The Welsh Witch Squabble
Norena Shopland
Back in 1878, a well-known journalist got involved in a squabble about Welsh witches.
It began when Sais Cymreig from Roath sent a letter to the Western Mail, considering the name ‘Cefn-y-Wrach,’ a shoal in Penarth dock shaped, supposedly, like a ‘Witch’s Back.’
Sais Cymreig argued that the ‘philological etymology’ signified a ‘diminutive, aged stature, and does not imply the moral character or professional calling.’
To back this up, he cited examples of the suffix ‘ach’ denoting, according to him, something small like poblach (small people), dynionach (small men) corach (dwarf), and putting this with ‘gwr’ for ‘man’ you have ‘a small man.’
Yet this was applied to witches, which he argued should have the feminine suffix ‘en’ so ‘gwarchen’ for a small woman. Tradition however, had embedded gwrach to denote female witches.
Male attributes
J.A. Morris from Sketty Park replied, arguing the suffix ‘ach’ meant ‘woman,’ and continued, “witches were generally supposed to be of the epicene gender’ and were: always supposed to have lost all their feminine beauty, and to have taken up some of the attributes of men, such as moustachios and other equally virile appendages.
“Here, therefore, there is no change of a single letter in the Welsh word, and makes it mean a “man woman” or a “woman man.”
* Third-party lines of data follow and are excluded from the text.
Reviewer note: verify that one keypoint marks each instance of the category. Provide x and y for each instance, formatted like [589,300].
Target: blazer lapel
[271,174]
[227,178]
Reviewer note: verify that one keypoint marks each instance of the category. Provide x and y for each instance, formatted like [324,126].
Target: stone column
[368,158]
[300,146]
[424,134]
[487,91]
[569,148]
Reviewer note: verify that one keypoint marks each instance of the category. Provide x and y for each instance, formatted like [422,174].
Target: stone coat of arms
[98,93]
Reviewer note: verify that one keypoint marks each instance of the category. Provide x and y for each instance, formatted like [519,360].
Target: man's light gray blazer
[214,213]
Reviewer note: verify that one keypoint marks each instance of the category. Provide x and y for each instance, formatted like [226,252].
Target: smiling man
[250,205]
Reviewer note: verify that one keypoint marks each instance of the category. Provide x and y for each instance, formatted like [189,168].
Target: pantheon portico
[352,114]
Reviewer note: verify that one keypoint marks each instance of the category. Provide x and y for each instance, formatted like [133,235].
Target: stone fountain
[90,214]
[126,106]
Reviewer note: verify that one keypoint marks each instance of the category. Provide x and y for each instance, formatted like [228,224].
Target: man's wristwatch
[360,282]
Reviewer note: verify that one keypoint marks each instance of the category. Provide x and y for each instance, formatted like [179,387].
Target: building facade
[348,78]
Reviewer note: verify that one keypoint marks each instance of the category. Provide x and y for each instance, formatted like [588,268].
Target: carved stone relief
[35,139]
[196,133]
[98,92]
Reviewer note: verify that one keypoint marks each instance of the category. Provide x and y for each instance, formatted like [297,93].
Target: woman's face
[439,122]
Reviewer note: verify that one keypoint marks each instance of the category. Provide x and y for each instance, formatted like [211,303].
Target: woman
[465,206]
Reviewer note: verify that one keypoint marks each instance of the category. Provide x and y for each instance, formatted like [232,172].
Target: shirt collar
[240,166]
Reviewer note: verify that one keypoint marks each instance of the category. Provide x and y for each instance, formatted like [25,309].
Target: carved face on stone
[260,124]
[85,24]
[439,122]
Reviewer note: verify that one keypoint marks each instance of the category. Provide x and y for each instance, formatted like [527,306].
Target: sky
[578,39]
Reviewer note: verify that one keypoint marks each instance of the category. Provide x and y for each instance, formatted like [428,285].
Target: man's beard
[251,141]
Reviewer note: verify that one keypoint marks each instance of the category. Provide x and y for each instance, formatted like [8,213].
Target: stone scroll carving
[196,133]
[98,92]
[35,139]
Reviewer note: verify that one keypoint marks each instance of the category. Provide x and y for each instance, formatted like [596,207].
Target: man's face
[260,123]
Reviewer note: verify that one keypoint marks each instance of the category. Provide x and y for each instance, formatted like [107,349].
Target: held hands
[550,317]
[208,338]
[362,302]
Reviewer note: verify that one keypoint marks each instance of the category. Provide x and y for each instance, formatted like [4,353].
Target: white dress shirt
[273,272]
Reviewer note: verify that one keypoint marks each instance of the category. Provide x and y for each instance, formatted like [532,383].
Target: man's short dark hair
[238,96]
This gender-bending appears elsewhere; Gwrach y Rhibyn (hag of the dribble) a hideous hag approached people about to die.
Female in appearance and legend, but sometimes appearing as male, the gwrach’s cries included Fy ngŵr, fy ngŵr (my husband, my husband) or, in a male voice, Fy ngwraig! Fy ngwraig (my wife, my wife).
Some writers on Welsh traditions, have referred to men cross-dressing, particularly on All Hallows’ Day (Halloween) to appear as threatening as possible, called gwrachod.
A couple of poems in the Welsh press refer to ‘Y Gwrach-Ddyn’ (The Witch-Man), and ‘gwrach wryw’ (a male witch).
Meanwhile, back on the letters page, Ieuan Gryg wrote a lengthy piece in the South Wales Daily News dismissing the suggested definitions for Cefn-y-Wrach including that by ‘a correspondent who rejoices in the nom de plume of “Morien,” who was to settle this intricate question “for ever and two days more.”
‘Ludicrous’
‘This luminary,’ he claimed, defined gwrach as a ‘swatch of hay in the sea … All this is very ludicrous.’
Ieuan Gryg’s theory was that gwrach was the name of a fish (it’s also called a wrasse from the Cornish wragh, a form of gwragh, meaning an old woman or hag, and in Breton, gwrac’h) and that a multitude of fish would be y-wrach, concluding that ‘being part of the name of a spot in the sea, renders it more probably that such a term means a fish, than either a witch or a bundle of hay!’
Morien, Owen Morgan (1836?-1921), was a slightly eccentric character who wrote chiefly for the Western Mail (1870-1899) especially on historic matters; although his accuracy has on times been challenged.
He was stung by Gryg’s article, complaining that Gryg ‘like crotchety men generally, attempts to ridicule all theories but his own,’ and of his ‘glaring misrepresentation of my theory.’ He had, he explained, suggested the shoal resembled the shape of a heap of hay, sometimes called by farmers gwrach o wair (hair of the witch) and this had possibly influenced the name.
Morien dismissed Gryg’s theory about the fish, asking how a hill ten miles from the sea could be called Bryn-y-Wrach?
There the matter lay, until 17 years later Morian was drawn back into the discussion.
‘Hag’
Egerton Phillimore (1856–1937) a man regarded as the ‘greatest living expert on Welsh placenames,’ had, according to Morien, fallen ‘into the common error of supposing that the Welsh name “Gwrâch,” given to the ‘Goddess Cariadwen … signifies “Hag”!’
Having stated, ‘all past writers on Celtic mythology have fallen into the same error,’ Morien (now the Archdruid of Wales) took it upon himself to correct them.
‘Now,’ he began, ‘Gwrach is a compound of Gwr, a name here used as an adjective, and signifying manly or virile,’ and ach, Morien stated, is used as a noun to signify characteristic.
Therefore, gwrach signified that Cariadwen [Ceridwen] was of manly characteristics, referring to her Amazonian courage … most usually she was represented with a helmet on her head, a large plume nodding in the hair, and a great spear in her right hand. Although most images do not show her like this.
After this, the squabbling in the letters’ pages died down.
Nowadays, gwrach definitions tend to move away from the misogynistic ‘hag,’ ‘harridan,’ ‘crone,’ etc, and favour words like ‘witch,’ or ‘sorceress.’